At the federal level, government departments like Natural Resources Canada (NRCan) run programs to help incentivise and finance zero-emissions vehicles (ZEVs). For example, the recent Zero Emission Vehicle Infrastructure Program will provide projects up to 50% of their costs to install electric vehicle charging infrastructure in public places, on-street, in multi-unit residential buildings, at workplaces or for light-duty vehicle fleets. An initiative such as this is complemented by NRCan’s Zero-Emission Vehicle Awareness Initiative, which is providing funding to projects that will increase awareness of ZEVs, and public charging and refuelling infrastructure.
Initiatives like these will all help in changing behaviours by providing the infrastructure and education that is needed and will contribute to the government’s target of 100% of new light-duty vehicles being ZEVs by 2040. In turn, meeting this target and achieving change in consumer behaviour will contribute to Canada’s bigger picture climate change and GHG emissions reduction targets.
Decisions made by city officials will complement these initiatives too. In Ottawa, as the City progresses with a new Official Plan, it will seek to develop 15-minute neighbourhoods. These neighbourhoods will promote a diverse mix of land uses, including housing, shops, services, schools, employment and greenspaces. Through building dense, well-connected and walkable communities such as these, the City will reduce car dependency and promote healthier and more sustainable alternatives. By changing the need to travel, and the distance that needs to be travelled, the City can facilitate a reduction in GHG emissions.
In Toronto, the City has set transportation goals to help it reach its GHG targets. These include that by 2050, 100% of all vehicles will use zero or low-carbon energy sources and active transportation will account for 75% of trips under 5 km.

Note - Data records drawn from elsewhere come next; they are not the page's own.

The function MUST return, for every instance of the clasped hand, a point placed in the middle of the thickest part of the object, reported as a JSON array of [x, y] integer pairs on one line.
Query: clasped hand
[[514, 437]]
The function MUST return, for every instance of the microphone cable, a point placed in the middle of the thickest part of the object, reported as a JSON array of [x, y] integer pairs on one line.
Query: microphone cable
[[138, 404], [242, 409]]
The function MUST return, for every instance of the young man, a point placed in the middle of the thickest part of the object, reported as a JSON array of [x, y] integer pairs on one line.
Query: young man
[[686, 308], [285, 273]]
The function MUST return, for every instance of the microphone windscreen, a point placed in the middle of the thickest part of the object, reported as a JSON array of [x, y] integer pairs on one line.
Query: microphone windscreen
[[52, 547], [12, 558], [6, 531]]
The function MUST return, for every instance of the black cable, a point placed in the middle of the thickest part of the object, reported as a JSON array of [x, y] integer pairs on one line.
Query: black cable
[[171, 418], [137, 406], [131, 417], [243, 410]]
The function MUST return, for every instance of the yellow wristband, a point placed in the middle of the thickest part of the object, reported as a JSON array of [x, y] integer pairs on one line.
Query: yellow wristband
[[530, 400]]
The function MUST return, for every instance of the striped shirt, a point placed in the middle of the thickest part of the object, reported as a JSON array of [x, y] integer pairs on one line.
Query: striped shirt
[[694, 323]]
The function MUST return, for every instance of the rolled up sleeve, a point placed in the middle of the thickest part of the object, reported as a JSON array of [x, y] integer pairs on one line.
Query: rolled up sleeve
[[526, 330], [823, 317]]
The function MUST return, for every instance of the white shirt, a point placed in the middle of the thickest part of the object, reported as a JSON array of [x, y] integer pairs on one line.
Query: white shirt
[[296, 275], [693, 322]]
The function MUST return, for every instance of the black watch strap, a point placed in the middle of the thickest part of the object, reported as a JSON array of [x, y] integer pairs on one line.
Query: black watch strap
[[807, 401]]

A regional program like Smart Commute can play a significant role in achieving targets for transportation and GHG emissions. Through campaigns, workshops, events, online tools, emergency ride home support, and supplementary services such as carpool parking management, the Smart Commute program provides workplaces, employees and the community with the tools and education to get around in sustainable ways that reduce the GTHA’s and Canada’s GHG emissions and help us reach our climate change targets.